Ortiz has been studying this species for more than two decades. The researcher recalls field trips to Holbox in the late 1990s, a small fishing village on a paradisiacal semi-island, almost where the Mexican Caribbean begins. There was nothing. The streets were not paved. There were no sidewalks or motorized vehicles. “When you arrived at the dock you saw the saucepans arrive,” he underlines. And suddenly tourism appeared: there is more and more garbage, more hotels, more trucks and more houses in areas where construction was not allowed, as well as hammocks, palapas and bars on the beach, where pans usually reproduce. “It’s very sad, it’s a great deterioration,” he laments. In Champotón, in the State of Campeche, Ortiz remembers seeing cacerolitas looking for places to spawn on floors covered by cement. “You don’t see the saucepans anymore, there are very few,” he warns.

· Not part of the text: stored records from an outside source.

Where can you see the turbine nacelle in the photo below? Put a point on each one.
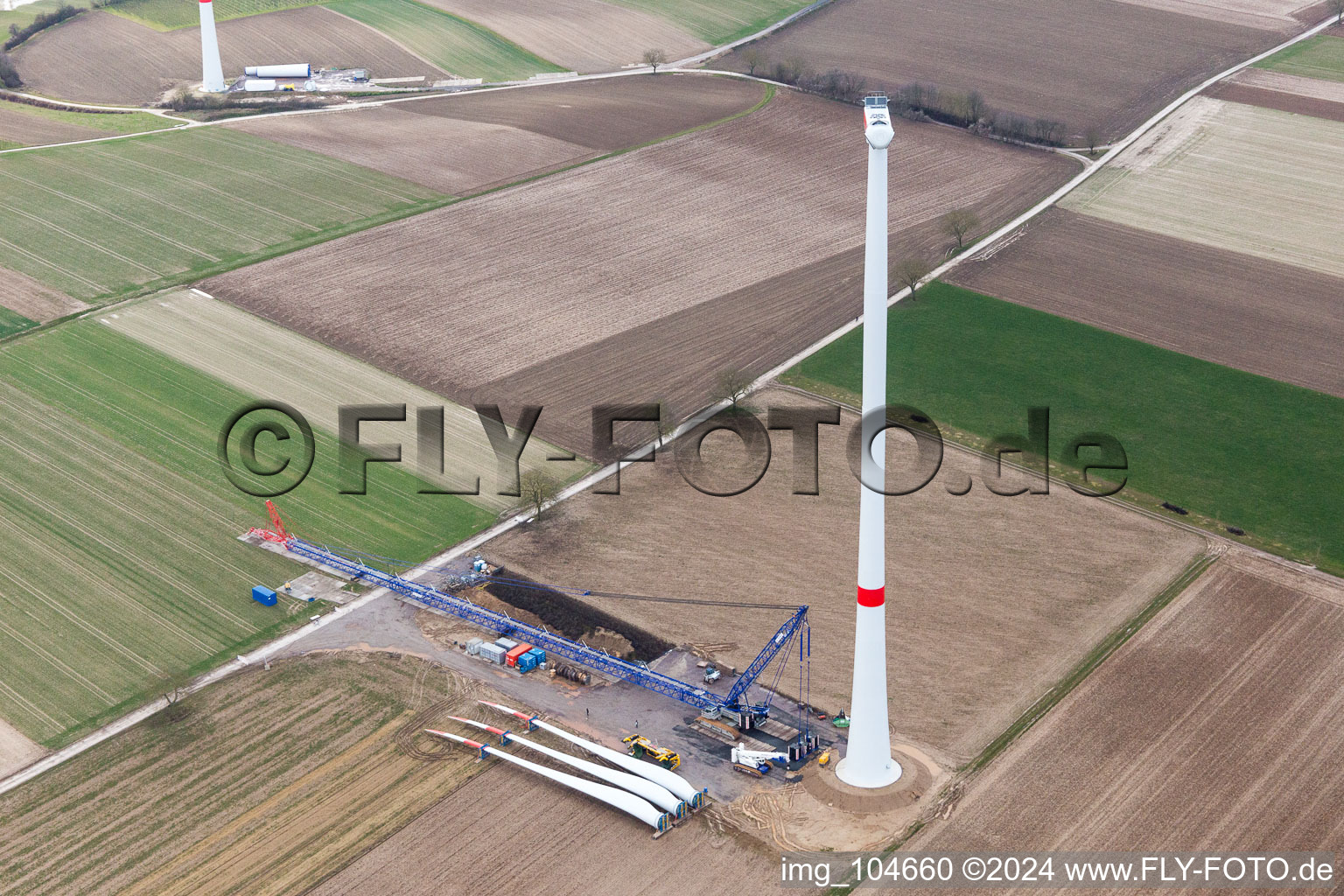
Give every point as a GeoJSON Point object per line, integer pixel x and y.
{"type": "Point", "coordinates": [877, 122]}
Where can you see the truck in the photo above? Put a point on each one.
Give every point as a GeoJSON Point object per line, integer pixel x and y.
{"type": "Point", "coordinates": [641, 747]}
{"type": "Point", "coordinates": [756, 762]}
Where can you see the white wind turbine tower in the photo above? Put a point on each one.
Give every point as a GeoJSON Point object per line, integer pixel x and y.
{"type": "Point", "coordinates": [211, 73]}
{"type": "Point", "coordinates": [867, 762]}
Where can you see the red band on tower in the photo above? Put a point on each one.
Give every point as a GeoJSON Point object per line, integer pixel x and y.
{"type": "Point", "coordinates": [872, 597]}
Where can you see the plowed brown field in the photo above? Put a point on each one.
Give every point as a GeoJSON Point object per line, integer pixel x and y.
{"type": "Point", "coordinates": [451, 156]}
{"type": "Point", "coordinates": [512, 832]}
{"type": "Point", "coordinates": [584, 35]}
{"type": "Point", "coordinates": [990, 598]}
{"type": "Point", "coordinates": [32, 300]}
{"type": "Point", "coordinates": [1218, 728]}
{"type": "Point", "coordinates": [105, 58]}
{"type": "Point", "coordinates": [472, 141]}
{"type": "Point", "coordinates": [1285, 15]}
{"type": "Point", "coordinates": [1082, 62]}
{"type": "Point", "coordinates": [1284, 92]}
{"type": "Point", "coordinates": [611, 113]}
{"type": "Point", "coordinates": [1210, 303]}
{"type": "Point", "coordinates": [594, 260]}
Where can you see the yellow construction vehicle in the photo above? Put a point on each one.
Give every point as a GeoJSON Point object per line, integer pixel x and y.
{"type": "Point", "coordinates": [642, 748]}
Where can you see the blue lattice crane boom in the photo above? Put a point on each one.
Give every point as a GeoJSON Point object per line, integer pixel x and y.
{"type": "Point", "coordinates": [787, 633]}
{"type": "Point", "coordinates": [599, 660]}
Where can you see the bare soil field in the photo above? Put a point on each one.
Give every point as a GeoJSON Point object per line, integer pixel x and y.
{"type": "Point", "coordinates": [268, 782]}
{"type": "Point", "coordinates": [32, 300]}
{"type": "Point", "coordinates": [1153, 750]}
{"type": "Point", "coordinates": [1233, 176]}
{"type": "Point", "coordinates": [582, 35]}
{"type": "Point", "coordinates": [1284, 15]}
{"type": "Point", "coordinates": [1082, 62]}
{"type": "Point", "coordinates": [451, 156]}
{"type": "Point", "coordinates": [606, 115]}
{"type": "Point", "coordinates": [616, 248]}
{"type": "Point", "coordinates": [17, 751]}
{"type": "Point", "coordinates": [504, 136]}
{"type": "Point", "coordinates": [98, 57]}
{"type": "Point", "coordinates": [561, 844]}
{"type": "Point", "coordinates": [990, 598]}
{"type": "Point", "coordinates": [1214, 304]}
{"type": "Point", "coordinates": [261, 359]}
{"type": "Point", "coordinates": [1284, 92]}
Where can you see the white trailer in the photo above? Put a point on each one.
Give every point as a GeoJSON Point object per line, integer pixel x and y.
{"type": "Point", "coordinates": [298, 70]}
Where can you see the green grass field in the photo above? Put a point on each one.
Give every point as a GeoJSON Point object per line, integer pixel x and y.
{"type": "Point", "coordinates": [118, 537]}
{"type": "Point", "coordinates": [130, 122]}
{"type": "Point", "coordinates": [1320, 57]}
{"type": "Point", "coordinates": [107, 220]}
{"type": "Point", "coordinates": [453, 45]}
{"type": "Point", "coordinates": [14, 323]}
{"type": "Point", "coordinates": [24, 15]}
{"type": "Point", "coordinates": [718, 22]}
{"type": "Point", "coordinates": [168, 15]}
{"type": "Point", "coordinates": [1231, 446]}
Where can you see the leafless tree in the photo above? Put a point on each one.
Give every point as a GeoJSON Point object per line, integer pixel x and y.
{"type": "Point", "coordinates": [910, 273]}
{"type": "Point", "coordinates": [539, 491]}
{"type": "Point", "coordinates": [734, 384]}
{"type": "Point", "coordinates": [958, 223]}
{"type": "Point", "coordinates": [8, 74]}
{"type": "Point", "coordinates": [976, 107]}
{"type": "Point", "coordinates": [752, 58]}
{"type": "Point", "coordinates": [172, 688]}
{"type": "Point", "coordinates": [654, 58]}
{"type": "Point", "coordinates": [1093, 136]}
{"type": "Point", "coordinates": [1046, 130]}
{"type": "Point", "coordinates": [667, 421]}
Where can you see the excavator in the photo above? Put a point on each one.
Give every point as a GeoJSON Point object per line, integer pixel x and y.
{"type": "Point", "coordinates": [642, 748]}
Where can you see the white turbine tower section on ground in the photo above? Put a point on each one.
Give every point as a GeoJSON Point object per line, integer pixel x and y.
{"type": "Point", "coordinates": [656, 794]}
{"type": "Point", "coordinates": [211, 73]}
{"type": "Point", "coordinates": [626, 802]}
{"type": "Point", "coordinates": [867, 762]}
{"type": "Point", "coordinates": [657, 774]}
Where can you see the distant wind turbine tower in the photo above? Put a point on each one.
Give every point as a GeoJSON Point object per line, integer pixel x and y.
{"type": "Point", "coordinates": [211, 73]}
{"type": "Point", "coordinates": [867, 762]}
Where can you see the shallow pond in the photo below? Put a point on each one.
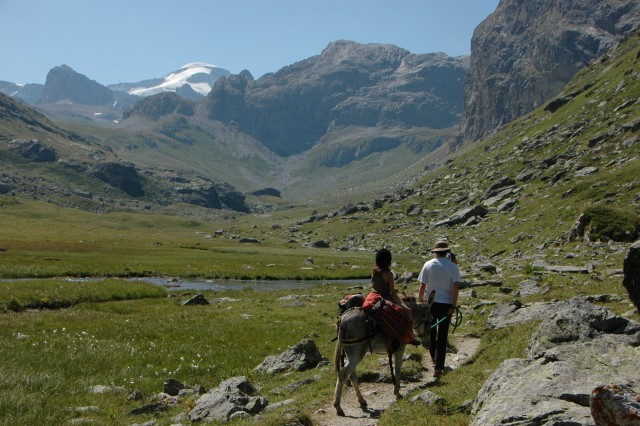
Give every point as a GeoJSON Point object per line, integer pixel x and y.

“It is a species little studied and valued in Mexico,” says Ortiz. Local researchers have realized in recent years that they had to join forces to get deeper into their work. They have promoted environmental education in local communities so that their environmental and cultural value is recognized. And they push for coordinated and effective conservation efforts. To preserve a unique species, naturally shy, increasingly hidden and scarce, which has survived millions of years, but did not count on man.